Both grocery chains—particularly Kroger—have a history of aggressively opposing attempts to organize their stores. Previous strategies have included closing unionized stores “for a period of time to make them nonunion.” But a different tactic might be to contact your biggest rivals and temporarily push to undercut workers’ leverage. That is what Weiser contends Kroger and Albertsons did in 2022, when King Soopers employees briefly went on strike. Weiser’s complaint argues: “The companies agreed that for the duration of the strike [Albertsons] would not hire [Kroger’s] King Soopers employees, and that [Albertsons] would not solicit King Soopers pharmacy customers.”

That January—which was nine months before the companies announced plans to combine—Albertsons’ SVP of labor relations emailed his Kroger counterpart to discuss hiring practices. “We don’t intend to hire any King Soopers employees,” he wrote, “and we have already advised the Safeway division of our position and the division agrees.” (Safeway is a big Albertsons-owned grocer out West.)

An Albertsons executive forwarded that email to the rest of his colleagues, saying, “Let’s make sure the Denver team understands,” then cautioning: “Please don’t forward the email.” Later, during premerger review talks with the FTC, a third Albertsons executive confirmed they’d made this agreement, because Albertsons needed “Kroger to hold the line” in its own union negotiations.

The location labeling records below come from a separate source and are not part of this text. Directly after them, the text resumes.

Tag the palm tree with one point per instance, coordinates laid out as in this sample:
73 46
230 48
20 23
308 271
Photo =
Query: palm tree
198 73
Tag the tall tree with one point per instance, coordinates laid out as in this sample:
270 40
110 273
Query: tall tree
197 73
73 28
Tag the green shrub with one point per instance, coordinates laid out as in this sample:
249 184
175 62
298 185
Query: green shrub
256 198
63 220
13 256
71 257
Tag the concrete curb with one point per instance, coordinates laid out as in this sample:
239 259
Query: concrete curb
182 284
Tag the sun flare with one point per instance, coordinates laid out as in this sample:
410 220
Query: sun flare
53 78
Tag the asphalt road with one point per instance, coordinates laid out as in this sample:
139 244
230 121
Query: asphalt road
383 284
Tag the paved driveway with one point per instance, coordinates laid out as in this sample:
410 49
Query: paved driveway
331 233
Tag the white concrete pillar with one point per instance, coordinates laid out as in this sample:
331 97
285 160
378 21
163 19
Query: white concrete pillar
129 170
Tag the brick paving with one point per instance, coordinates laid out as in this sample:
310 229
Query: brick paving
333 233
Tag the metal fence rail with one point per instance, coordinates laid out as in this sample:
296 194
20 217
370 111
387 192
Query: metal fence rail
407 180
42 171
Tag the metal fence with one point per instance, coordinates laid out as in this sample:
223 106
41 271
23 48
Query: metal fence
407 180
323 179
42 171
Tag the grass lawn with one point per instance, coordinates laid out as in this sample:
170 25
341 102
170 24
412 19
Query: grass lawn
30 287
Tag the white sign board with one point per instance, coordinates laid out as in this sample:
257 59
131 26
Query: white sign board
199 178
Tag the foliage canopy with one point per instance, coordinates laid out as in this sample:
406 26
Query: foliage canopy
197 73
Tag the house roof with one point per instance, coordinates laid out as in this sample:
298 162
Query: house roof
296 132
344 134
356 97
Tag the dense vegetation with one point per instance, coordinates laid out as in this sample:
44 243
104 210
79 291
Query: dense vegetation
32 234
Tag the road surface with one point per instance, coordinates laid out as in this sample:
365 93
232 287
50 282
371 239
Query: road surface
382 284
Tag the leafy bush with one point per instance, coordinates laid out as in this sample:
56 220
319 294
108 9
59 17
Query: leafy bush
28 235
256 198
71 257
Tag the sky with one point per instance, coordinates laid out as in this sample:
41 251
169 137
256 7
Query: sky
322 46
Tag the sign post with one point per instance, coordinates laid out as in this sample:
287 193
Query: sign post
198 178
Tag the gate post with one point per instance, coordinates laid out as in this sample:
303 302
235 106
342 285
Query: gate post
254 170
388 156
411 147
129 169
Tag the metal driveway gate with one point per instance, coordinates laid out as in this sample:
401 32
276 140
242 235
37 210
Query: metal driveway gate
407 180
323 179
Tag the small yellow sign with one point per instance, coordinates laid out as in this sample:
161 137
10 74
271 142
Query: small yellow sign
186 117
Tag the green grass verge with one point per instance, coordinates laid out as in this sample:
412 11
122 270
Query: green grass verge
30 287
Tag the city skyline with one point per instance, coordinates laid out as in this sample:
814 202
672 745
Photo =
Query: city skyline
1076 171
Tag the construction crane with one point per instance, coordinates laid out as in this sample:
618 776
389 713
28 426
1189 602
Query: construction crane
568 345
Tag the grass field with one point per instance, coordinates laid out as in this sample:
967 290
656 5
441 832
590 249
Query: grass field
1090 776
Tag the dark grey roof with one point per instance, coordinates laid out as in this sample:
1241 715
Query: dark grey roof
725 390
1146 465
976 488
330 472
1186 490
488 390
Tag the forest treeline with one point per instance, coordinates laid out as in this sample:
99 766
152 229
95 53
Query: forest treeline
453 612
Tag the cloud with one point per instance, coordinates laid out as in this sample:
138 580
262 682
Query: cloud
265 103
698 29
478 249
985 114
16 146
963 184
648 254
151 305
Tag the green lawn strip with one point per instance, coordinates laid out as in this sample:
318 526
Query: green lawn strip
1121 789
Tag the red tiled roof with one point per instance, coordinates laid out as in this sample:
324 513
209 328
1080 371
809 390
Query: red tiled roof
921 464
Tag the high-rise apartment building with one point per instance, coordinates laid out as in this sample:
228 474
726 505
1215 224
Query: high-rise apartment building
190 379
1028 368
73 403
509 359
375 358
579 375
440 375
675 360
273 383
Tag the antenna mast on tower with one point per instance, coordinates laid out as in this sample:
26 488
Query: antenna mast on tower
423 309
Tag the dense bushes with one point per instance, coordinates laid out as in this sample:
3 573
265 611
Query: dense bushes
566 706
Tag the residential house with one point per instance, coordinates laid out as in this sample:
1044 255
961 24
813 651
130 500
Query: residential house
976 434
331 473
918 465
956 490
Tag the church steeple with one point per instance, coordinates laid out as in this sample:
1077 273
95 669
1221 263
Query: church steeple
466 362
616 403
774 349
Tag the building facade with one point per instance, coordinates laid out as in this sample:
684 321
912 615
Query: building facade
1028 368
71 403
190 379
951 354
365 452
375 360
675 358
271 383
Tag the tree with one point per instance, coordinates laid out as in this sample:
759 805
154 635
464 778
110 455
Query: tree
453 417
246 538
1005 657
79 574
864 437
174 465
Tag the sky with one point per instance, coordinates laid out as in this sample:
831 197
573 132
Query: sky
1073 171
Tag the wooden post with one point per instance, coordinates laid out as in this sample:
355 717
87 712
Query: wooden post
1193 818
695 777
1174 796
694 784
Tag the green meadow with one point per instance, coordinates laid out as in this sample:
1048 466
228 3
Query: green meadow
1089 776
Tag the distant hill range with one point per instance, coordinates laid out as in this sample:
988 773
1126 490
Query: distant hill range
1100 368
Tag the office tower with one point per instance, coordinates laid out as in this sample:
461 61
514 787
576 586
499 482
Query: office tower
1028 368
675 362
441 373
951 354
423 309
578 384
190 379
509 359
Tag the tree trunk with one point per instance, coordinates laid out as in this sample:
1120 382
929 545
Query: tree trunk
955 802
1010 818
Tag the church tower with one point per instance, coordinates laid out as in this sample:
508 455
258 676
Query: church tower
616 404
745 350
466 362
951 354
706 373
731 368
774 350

Weiser argues that if Albertsons helped Kroger out, both sides understood this action “restrained the ability of Kroger’s striking employees to find alternative employment and leave Kroger, which strengthened Kroger’s ability to resist union demands at the negotiating table.”

Weiser claims the existence of this agreement was relayed “to the very highest levels of Kroger,” from the general counsel on up to CEO Rodney McMullen directly. “This was not the first instance of collusion between Kroger and [Albertsons],” the attorney general’s lawsuit adds, quoting Albertsons comparing the situation to “Portland.”

Kroger denies that any illegal agreements have ever existed between the companies. In a statement to Fast Company, the chain called it “disheartening for Coloradans” that their state’s attorney general “would mischaracterize the facts,” adding: “There was not then, and there is not now, non-solicitation or so-called no-poach agreements between Kroger and Albertsons.” When Weiser’s complaint was filed last week, Kroger issued a separate statement calling the move “premature,” since “the merger is still under regulatory review,” and saying that blocking the deal “would only serve to strengthen larger, nonunionized retailers like Walmart, Costco, and Amazon.”

Albertsons didn’t issue a statement, but a source close to the company said Weiser’s lawsuit elided key details. Albertsons wasn’t colluding against unionized workers, this person explained, but rather was reiterating a common policy of not hiring other companies’ workers who go on strike. It is reportedly the belief at Albertsons that the union in question—the United Food and Commercial Workers International Union (UFCW)—had urged striking King Soopers employees to work at Albertsons temporarily so that UFCW wouldn’t deplete its strike fund.

These are claims a court would get to the bottom of, but what stands out is how Weiser isn’t merely attempting to block the merger itself; his complaint also asks the court to fine Kroger and Albertsons for violating Colorado law. The fines would be pennies for a pair of companies that together control 15% of the U.S. grocery business and whose combined revenue is $200 billion. But if a judge found they had indeed colluded here, it could tee up a bigger headache for the two companies, spanning from criminal liability to an antitrust class-action lawsuit.